Thursday, July 20, 2006
Now that I have had the chance to read the Maryland Wal-Mart Bill decision in-depth (the Bill would have required Wal-Mart to spend an amount equal to at least 8% of its Maryland payroll on health care benefits for its Maryland employees), I wanted to supplement my previous post with these additional comments about the decision in RILA v. Fielder, No. 06-316 (D. Md., July 19, 2006).
First, I think the importance of these types of play-or-play state health care insurance law is underscored by the fact that this case was only filed about five months ago and there is already a decision. Clearly, this case was fast-tracked because it it due to go into effect this January and there is general agreement that the 4th Circuit should have the chance to review the district court's decision before then.
Second, although this case is primarily interesting to me because of its ERISA preemption discussion, there is also a very thorough discussion about whether industry groups like RILA can bring lawsuits on behalf of members like Wal-Mart. The court, applying appropriate constitutional and prudential standing doctrine, found that standing did in fact exist (and also that the case is ripe for adjudication).
Third, there is also an interesting discussion on whether the Maryland law places an impermissible payroll tax on Wal-Mart in violation of the Tax Injunction Act. This is clearly not my area of the law, but the distinction appears to come down on the fact that the law is a regulatory fee and not a tax, and therefore permissible.

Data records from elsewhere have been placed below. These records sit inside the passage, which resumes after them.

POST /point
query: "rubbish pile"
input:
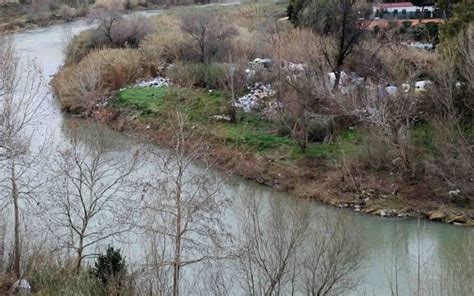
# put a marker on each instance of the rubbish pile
(255, 98)
(155, 82)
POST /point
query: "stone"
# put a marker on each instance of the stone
(436, 216)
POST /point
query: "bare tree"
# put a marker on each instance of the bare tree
(106, 19)
(211, 33)
(21, 98)
(282, 253)
(334, 253)
(269, 246)
(339, 21)
(182, 211)
(89, 184)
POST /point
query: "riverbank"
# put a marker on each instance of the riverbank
(346, 161)
(14, 20)
(251, 150)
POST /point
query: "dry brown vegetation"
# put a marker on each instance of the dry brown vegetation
(402, 138)
(81, 87)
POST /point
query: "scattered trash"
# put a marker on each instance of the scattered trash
(254, 99)
(156, 82)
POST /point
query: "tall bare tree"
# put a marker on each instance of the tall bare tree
(282, 253)
(89, 184)
(182, 211)
(21, 98)
(210, 32)
(339, 22)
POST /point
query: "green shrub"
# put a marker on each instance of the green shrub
(80, 87)
(79, 47)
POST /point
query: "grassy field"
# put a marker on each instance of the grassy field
(251, 132)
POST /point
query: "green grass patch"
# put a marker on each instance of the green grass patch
(252, 132)
(198, 105)
(422, 136)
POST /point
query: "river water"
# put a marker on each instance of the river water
(386, 239)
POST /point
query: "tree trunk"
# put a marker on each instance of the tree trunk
(177, 259)
(16, 208)
(79, 259)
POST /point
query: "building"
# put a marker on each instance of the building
(403, 10)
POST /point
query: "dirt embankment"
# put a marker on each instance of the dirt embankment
(380, 194)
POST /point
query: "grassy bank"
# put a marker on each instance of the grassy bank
(250, 133)
(405, 165)
(256, 149)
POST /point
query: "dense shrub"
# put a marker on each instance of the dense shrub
(79, 47)
(66, 13)
(209, 36)
(211, 76)
(123, 33)
(80, 87)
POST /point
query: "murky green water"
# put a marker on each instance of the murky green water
(391, 244)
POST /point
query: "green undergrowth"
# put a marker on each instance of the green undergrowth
(251, 132)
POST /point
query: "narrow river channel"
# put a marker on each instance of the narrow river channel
(386, 239)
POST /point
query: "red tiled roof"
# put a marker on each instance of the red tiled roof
(396, 5)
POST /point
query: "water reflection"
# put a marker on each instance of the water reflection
(394, 247)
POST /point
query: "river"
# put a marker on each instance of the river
(386, 239)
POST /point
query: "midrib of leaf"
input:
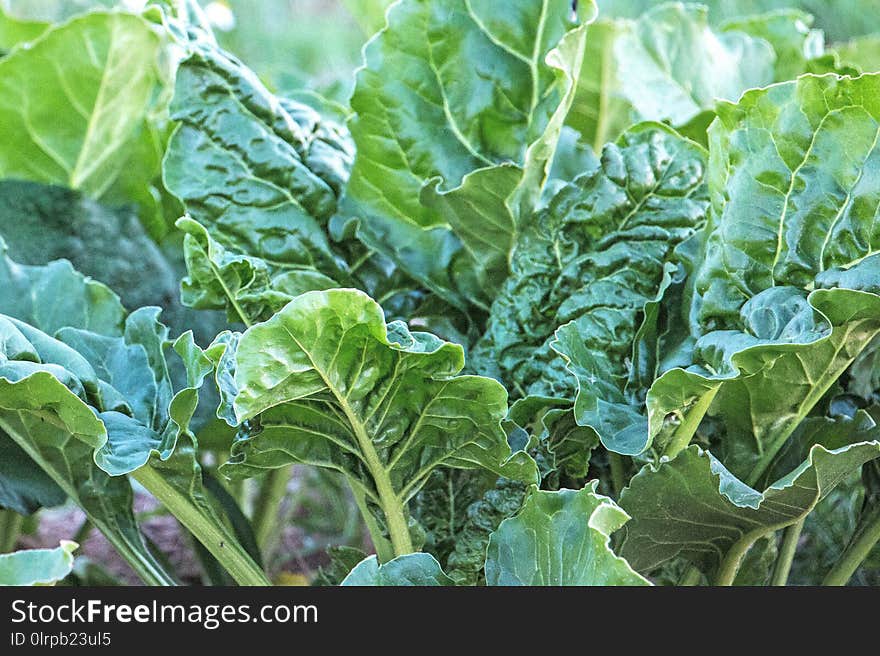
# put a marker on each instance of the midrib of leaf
(447, 112)
(228, 292)
(391, 504)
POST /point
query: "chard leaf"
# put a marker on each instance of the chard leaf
(90, 408)
(593, 258)
(785, 293)
(75, 106)
(466, 562)
(43, 409)
(245, 167)
(327, 382)
(686, 65)
(670, 65)
(37, 566)
(14, 31)
(863, 53)
(560, 538)
(458, 110)
(418, 569)
(693, 507)
(44, 223)
(260, 177)
(24, 487)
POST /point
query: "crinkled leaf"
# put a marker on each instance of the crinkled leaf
(785, 293)
(458, 110)
(37, 566)
(560, 538)
(419, 569)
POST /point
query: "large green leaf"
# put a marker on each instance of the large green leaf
(693, 507)
(90, 408)
(75, 104)
(458, 110)
(601, 251)
(670, 65)
(327, 382)
(24, 487)
(560, 538)
(419, 569)
(37, 566)
(261, 179)
(785, 290)
(43, 390)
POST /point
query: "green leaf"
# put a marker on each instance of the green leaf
(785, 292)
(75, 102)
(466, 562)
(24, 487)
(863, 53)
(260, 177)
(43, 385)
(458, 111)
(326, 382)
(693, 507)
(419, 569)
(54, 295)
(37, 566)
(14, 31)
(262, 180)
(599, 111)
(560, 538)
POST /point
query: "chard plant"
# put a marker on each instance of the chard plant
(562, 293)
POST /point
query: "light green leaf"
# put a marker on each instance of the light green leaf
(693, 507)
(560, 538)
(419, 569)
(458, 110)
(14, 31)
(326, 382)
(74, 103)
(785, 292)
(37, 566)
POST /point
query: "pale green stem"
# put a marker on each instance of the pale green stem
(691, 577)
(688, 428)
(235, 560)
(787, 550)
(864, 539)
(267, 507)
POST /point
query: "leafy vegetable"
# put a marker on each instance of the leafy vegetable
(455, 135)
(379, 404)
(560, 538)
(37, 566)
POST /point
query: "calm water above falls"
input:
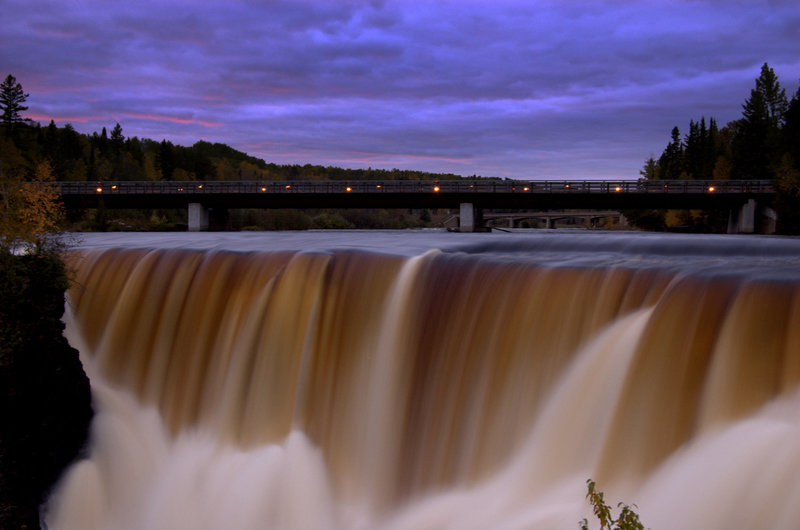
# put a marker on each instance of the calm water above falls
(434, 380)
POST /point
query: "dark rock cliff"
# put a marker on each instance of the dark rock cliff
(45, 402)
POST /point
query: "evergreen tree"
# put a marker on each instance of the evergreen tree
(756, 149)
(671, 160)
(11, 99)
(117, 138)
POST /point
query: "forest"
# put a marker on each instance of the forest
(763, 144)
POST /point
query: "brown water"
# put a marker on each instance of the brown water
(351, 389)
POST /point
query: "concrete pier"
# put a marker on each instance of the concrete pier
(198, 217)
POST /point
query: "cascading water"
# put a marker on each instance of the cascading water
(351, 389)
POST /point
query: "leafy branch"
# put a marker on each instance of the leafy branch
(627, 520)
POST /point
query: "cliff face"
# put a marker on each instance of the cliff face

Fourth, and finally (although there is also an equal protection argument at the end of the case), getting to the ERISA preemption part of the decision, the court recognizes under the Egelhoff decision that preemption under ERISA is expansive. This is a somewhat curious place to start an ERISA preemption analysis since the general trend in ERISA preemption cases under cases like Travelers has been to narrow ERISA preemption, especially in situations dealing with traditional areas of state concern. In other words, I am wondering if the court purposefully begins its analysis with the pre-Travelers view of ERISA preemption in order more easily to arrive at its result.
In this regard, the case states: "A short description of the statutes involved in Travelers, DeBuono, and Dillingham is sufficient to demonstrate that they lie at the periphery of ERISA analysis, not (as does the Fair Share Act) at its core." In some of the most important language of the case, the court finds:
The Fair Share Act stands in stark contrast to the statutes challenged in Travelers,
Dillingham, and DeBuono. The Act is not merely tangentially related to ERISA plans but is focused upon them. Indeed, as the legislative history makes clear, the Fair Share Act is targeted directly at the ERISA plan of a particular employer. Moreover, the economic effect of the Fair Share Act upon Wal-Mart’s ERISA plan could not be more direct: it would require Wal-Mart to increase its health care benefits for Maryland employees and to administer its plan in such a fashion as to ensure that the statutory spending required by the Act is met. Thus, the Act violates ERISA’s fundamental purpose of permitting multi-state employers to maintain nationwide health and welfare plans, providing uniform nationwide benefits and permitting uniform national administration.
Fifth, is the Maryland law really focused on ERISA plans? Some would argue that the law does not directly interfere with Wal-Mart's health care plan, but only requires it to spend a given amount of money on health care regardless of whether it has such a plan or not. My sense is that this dispute lies at the heart of this controversy over Fair Share laws.
BTW, there was no additional savings clause/deemer clause analysis I presume because the Maryland law is clearly not directed to an entity engaging in insurance and does not substantially affect the risk pooling arrangements.